Patently Ridiculous Spin at the WSJ

In the same article that states that bankers acknowledge that the Bush administration looked up to and admired Wall Street, the Wall Street Journal reports that the Obama is looking to tamp down populist resentment against callous bankers who keep credit markets closed in order to make friends with the financial industry (note: I'm not advocating that we return to the credit bubble days that got us in this mess, but freeing up sane credit for customers and infrastructure would be nice).

What's the problem with that you say? Banks were unwilling to open credit markets under a previous administration that venerated Wall Street.

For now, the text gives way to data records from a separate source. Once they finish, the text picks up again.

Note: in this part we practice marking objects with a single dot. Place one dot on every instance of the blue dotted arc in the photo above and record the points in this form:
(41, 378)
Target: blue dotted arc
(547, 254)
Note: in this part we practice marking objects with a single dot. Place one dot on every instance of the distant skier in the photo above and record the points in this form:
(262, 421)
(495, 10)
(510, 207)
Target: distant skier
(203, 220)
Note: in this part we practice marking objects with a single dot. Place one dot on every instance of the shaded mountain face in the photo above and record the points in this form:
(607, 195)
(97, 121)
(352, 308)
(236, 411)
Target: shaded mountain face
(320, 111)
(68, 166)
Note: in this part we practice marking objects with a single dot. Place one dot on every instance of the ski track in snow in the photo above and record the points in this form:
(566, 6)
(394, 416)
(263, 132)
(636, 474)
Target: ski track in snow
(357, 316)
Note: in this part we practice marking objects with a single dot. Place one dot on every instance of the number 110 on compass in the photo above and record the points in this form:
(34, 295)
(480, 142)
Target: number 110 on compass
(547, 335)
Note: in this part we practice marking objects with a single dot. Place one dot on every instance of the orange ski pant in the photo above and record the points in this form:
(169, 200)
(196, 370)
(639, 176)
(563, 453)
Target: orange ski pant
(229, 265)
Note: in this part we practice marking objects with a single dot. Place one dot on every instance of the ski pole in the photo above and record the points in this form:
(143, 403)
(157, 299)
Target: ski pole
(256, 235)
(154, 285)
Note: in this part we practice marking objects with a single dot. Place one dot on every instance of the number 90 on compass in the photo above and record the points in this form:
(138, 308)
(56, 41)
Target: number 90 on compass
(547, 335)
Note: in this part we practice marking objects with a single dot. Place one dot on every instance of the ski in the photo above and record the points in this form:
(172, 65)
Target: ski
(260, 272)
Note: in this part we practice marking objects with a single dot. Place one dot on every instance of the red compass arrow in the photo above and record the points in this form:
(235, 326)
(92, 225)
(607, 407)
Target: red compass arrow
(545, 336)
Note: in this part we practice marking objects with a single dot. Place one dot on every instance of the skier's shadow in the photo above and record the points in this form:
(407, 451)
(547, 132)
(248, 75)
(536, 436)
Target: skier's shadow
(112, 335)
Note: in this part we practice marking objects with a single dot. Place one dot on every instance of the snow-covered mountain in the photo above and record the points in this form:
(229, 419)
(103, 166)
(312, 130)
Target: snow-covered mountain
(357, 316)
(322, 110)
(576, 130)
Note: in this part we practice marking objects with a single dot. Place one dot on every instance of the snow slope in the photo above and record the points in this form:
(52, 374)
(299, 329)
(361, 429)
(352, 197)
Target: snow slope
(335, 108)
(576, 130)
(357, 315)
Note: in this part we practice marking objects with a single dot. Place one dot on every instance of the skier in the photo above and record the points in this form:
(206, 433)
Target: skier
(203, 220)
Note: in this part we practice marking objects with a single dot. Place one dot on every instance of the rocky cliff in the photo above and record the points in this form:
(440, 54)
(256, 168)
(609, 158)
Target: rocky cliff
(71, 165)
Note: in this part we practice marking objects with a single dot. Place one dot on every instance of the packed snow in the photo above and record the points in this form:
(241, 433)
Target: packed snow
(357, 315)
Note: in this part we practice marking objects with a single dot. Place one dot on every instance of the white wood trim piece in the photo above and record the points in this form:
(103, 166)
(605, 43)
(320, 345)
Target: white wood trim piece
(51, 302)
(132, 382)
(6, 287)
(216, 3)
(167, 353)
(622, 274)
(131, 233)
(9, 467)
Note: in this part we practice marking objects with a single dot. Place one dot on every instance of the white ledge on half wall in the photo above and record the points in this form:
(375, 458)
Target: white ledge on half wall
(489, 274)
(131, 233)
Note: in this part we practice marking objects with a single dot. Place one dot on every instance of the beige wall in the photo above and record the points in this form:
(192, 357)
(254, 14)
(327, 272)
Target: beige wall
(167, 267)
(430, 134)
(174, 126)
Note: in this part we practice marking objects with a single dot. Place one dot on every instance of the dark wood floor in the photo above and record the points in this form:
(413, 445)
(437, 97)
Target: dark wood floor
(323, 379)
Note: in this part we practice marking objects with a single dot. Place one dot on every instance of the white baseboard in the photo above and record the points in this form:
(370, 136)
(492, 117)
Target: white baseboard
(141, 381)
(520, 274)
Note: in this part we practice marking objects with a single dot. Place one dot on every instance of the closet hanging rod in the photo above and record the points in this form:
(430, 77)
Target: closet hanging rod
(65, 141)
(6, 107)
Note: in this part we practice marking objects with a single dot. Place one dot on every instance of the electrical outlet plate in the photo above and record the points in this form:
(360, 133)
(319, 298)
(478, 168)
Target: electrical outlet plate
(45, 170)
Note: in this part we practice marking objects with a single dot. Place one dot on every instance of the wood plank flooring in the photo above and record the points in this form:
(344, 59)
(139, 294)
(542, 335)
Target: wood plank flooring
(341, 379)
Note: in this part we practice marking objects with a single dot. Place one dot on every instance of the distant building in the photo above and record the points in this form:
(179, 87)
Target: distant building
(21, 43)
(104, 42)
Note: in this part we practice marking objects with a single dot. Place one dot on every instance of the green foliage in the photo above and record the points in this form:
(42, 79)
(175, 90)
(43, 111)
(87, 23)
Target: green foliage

Banks are unwilling to open credit markets under an administration that initially tried to take a tougher stand. The problem is that it doesn't matter whether the banks have a kinder and gentler administration or not. They're only going to pass along the bailout largess from the government when they have first satiated their own desires, and then when they are good and darn well ready to do so (unless, of course, a bigger power calls their bluff).

Now that the media and the Obama administration are in reaction formation to the banks' hard line against popular resentment, both look like they're going to soften to the bluff rather than hold a line. The chance for real reform and regulation of our broken financial system looks as remote to me now as it did under Wall Street-friendly Dubya; and today's historic rise in the stock market counts neither as reform nor regulation.